= Altomédia =

Canadian media company

Altomédia is a Canadian media company, which publishes several French-language community weekly newspapers in the Central and Southwestern regions of Ontario for the Franco-Ontarian community. The company's publications include Le Métropolitain in the Greater Toronto Area, L'Action in London, Le Rempart in Windsor and Le Régional in Hamilton-Niagara, as well as Bonjour Ontario, a monthly magazine which reprints content from the weekly publications for distribution outside the company's primary service area.

The company's president is Denis Poirier.

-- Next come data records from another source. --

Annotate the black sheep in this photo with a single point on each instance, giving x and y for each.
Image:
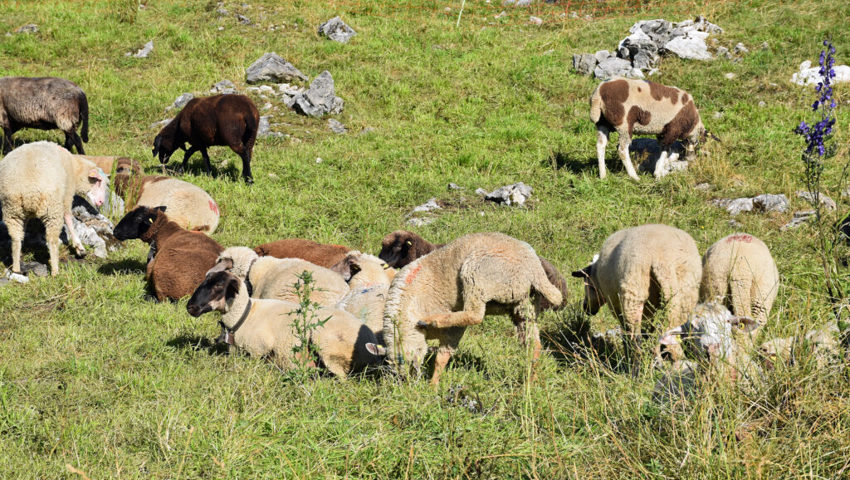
(230, 120)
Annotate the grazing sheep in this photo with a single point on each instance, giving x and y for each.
(402, 247)
(44, 103)
(264, 327)
(323, 255)
(230, 120)
(188, 205)
(638, 271)
(708, 335)
(369, 279)
(640, 107)
(179, 258)
(739, 272)
(275, 278)
(39, 180)
(439, 295)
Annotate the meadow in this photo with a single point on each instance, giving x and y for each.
(97, 382)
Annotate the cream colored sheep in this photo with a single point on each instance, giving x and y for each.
(275, 278)
(264, 327)
(638, 271)
(739, 272)
(437, 296)
(39, 180)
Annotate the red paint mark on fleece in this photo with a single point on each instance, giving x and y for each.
(412, 274)
(741, 237)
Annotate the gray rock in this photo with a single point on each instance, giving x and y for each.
(180, 101)
(336, 126)
(272, 68)
(224, 86)
(584, 63)
(515, 194)
(768, 202)
(827, 202)
(320, 99)
(337, 30)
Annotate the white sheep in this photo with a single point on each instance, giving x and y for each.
(630, 106)
(271, 277)
(265, 327)
(639, 271)
(437, 296)
(39, 180)
(739, 272)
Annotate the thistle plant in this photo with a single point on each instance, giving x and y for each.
(818, 149)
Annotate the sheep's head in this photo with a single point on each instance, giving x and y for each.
(215, 293)
(593, 299)
(137, 222)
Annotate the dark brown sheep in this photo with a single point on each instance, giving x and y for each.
(44, 103)
(180, 258)
(402, 247)
(322, 254)
(230, 120)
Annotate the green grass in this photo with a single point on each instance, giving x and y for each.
(95, 377)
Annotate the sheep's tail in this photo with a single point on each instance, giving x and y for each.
(84, 113)
(595, 106)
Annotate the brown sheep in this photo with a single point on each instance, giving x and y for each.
(630, 106)
(322, 254)
(402, 247)
(230, 120)
(44, 103)
(181, 258)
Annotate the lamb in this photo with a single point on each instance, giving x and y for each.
(188, 205)
(39, 180)
(708, 335)
(437, 296)
(402, 247)
(231, 120)
(739, 272)
(275, 278)
(630, 106)
(44, 103)
(264, 327)
(323, 255)
(179, 259)
(638, 271)
(369, 279)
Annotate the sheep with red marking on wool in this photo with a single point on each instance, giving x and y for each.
(630, 106)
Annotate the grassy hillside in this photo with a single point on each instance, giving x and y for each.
(94, 377)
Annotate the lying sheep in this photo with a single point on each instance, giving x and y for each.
(39, 180)
(45, 103)
(188, 205)
(264, 327)
(439, 295)
(707, 335)
(322, 254)
(640, 107)
(179, 259)
(402, 247)
(275, 278)
(638, 271)
(369, 280)
(739, 272)
(231, 120)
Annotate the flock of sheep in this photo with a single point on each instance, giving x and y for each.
(385, 309)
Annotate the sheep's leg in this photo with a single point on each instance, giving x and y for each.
(72, 235)
(602, 134)
(16, 233)
(623, 150)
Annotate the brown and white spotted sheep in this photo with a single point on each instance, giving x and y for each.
(644, 108)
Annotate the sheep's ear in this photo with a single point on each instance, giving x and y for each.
(377, 350)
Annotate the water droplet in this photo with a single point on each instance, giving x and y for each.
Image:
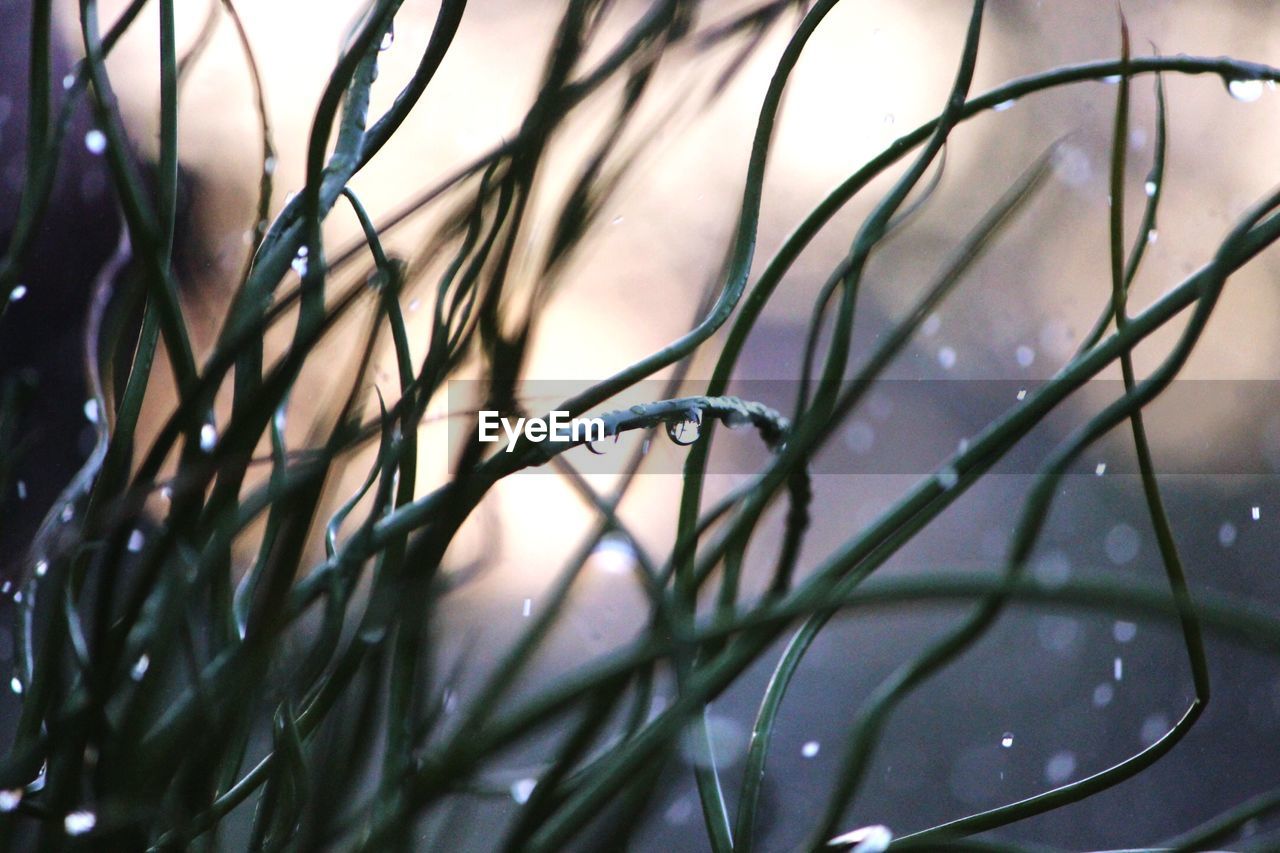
(684, 432)
(1226, 534)
(80, 822)
(868, 839)
(859, 437)
(1121, 544)
(95, 141)
(1244, 90)
(1060, 767)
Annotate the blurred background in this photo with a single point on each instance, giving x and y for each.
(1047, 697)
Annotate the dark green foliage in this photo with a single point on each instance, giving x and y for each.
(170, 690)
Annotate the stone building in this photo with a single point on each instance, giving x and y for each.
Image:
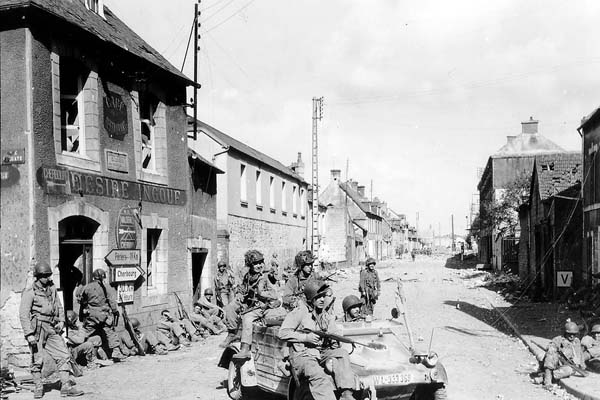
(510, 165)
(590, 133)
(262, 204)
(551, 224)
(93, 135)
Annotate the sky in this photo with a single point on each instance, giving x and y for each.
(417, 94)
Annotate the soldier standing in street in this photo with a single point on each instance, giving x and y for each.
(369, 285)
(591, 348)
(42, 320)
(259, 296)
(224, 284)
(294, 287)
(352, 307)
(309, 352)
(101, 313)
(568, 345)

The company was honoured by the Franco-Ontarian Economic Development and Employability Network in 2003 as one of the province's best small and medium businesses serving the province's francophone community, particularly for its advances in electronic production.

==L'Action==
Published in London, L'Action serves much of Southwestern Ontario apart from the Windsor market, which is served by sister publication Le Rempart.

==Le Métropolitain==
Le Métropolitain, serving the Greater Toronto Area, was launched in 1983 in Toronto, by Claude Badière, a former sales representative of L'Express de Toronto.

In 2018, the competing publication L'Express was advised by the Canadian Internet Registration Authority to stop using the web domain name lemetropolitain.ca; Le Métropolitain's web domain is lemetropolitain.com.

==Le Régional==
Le Régional serves the Hamilton market.

==Le Rempart==
Le Rempart was launched in 1966 by the local Windsor chapter of the Société Saint-Jean-Baptiste. It was acquired by Les Publications des Grands Lacs in 1972, and operated under the editorship of Jean Mongenais until it was acquired by Poirier in 2002.